Abstract
Background/Aim: α-Bisabolol is an essential oil component extracted from plants, such as chamomile. We have previously reported that α-bisabolol suppressed proliferation, invasion, and motility of pancreas cancer. Cyclodextrin improved the solubility of α-bisabolol, therefore it enabled to administer intravenously. The aim of this study was to clarify the effect of cyclodextrin conjugated α-bisabolol (CD-BSB) and the signals pathways associated with α-bisabolol for pancreatic cancer. Materials and Methods: Human pancreatic cancer cell lines were treated with or without CD-BSB. Cytomorphology and apoptosis were assessed in these treated groups. In addition, several phosphorylated proteins were analyzed to clarify the signal pathway concerning CD-BSB. In subcutaneous xenograft model, tumor volume and Ki-67 expression were evaluated among Control (untreated), CD-BSB, or Gemcitabine (GEM). Results: CD-BSB significantly changed cytomorphology and induced apoptosis in pancreatic cancer cells. CD-BSB suppressed phosphorylation of focal adhesion kinase (FAK). In addition, pFAK 397 was inhibited by CD-BSB in a concentration-dependent manner in cancer cells. In the subcutaneous xenograft models, the tumor volume in the CD-BSB groups was lower than Control groups. Ki67-positive cells in CD-BSB treated group were lower than the GEM-treated groups. Conclusion: We clarified the efficiency of CD-BSB in xenograft tumor using intravenous administration. α-Bisabolol suppresses phosphorylation of FAK 397 and impairs cytoskeletal polymerization in a pancreatic cancer cell line. Further investigations are required to reveal the precise mechanisms of the antitumor effects of solubilized α-bisabolol to facilitate its clinical application. Our data indicate that solubilized α-bisabolol has therapeutic potential and could improve the prognosis of cancer patients.

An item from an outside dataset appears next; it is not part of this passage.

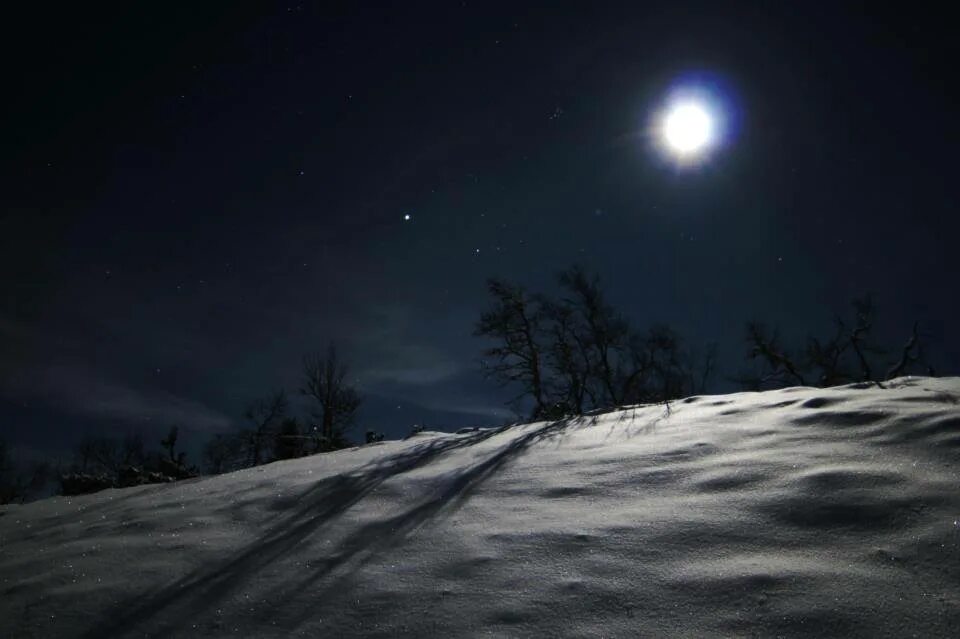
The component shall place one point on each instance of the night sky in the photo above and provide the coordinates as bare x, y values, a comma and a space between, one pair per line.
196, 195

α-Bisabolol is an essential oil component extracted from plants, such as chamomile. Several researchers have reported the effectiveness of α-bisabolol for cancer, such as glioma and non-small cell lung carcinoma (1, 2). We have previously reported that α-bisabolol suppressed proliferation, invasion, and motility of pancreas cancer (3, 4). The latter remains as one of the refractory malignancies (5). Novel treatments are required to improve the prognosis of pancreatic cancer patients. α-Bisabolol is thought to be the candidates of the anticancer drugs for pancreas cancer.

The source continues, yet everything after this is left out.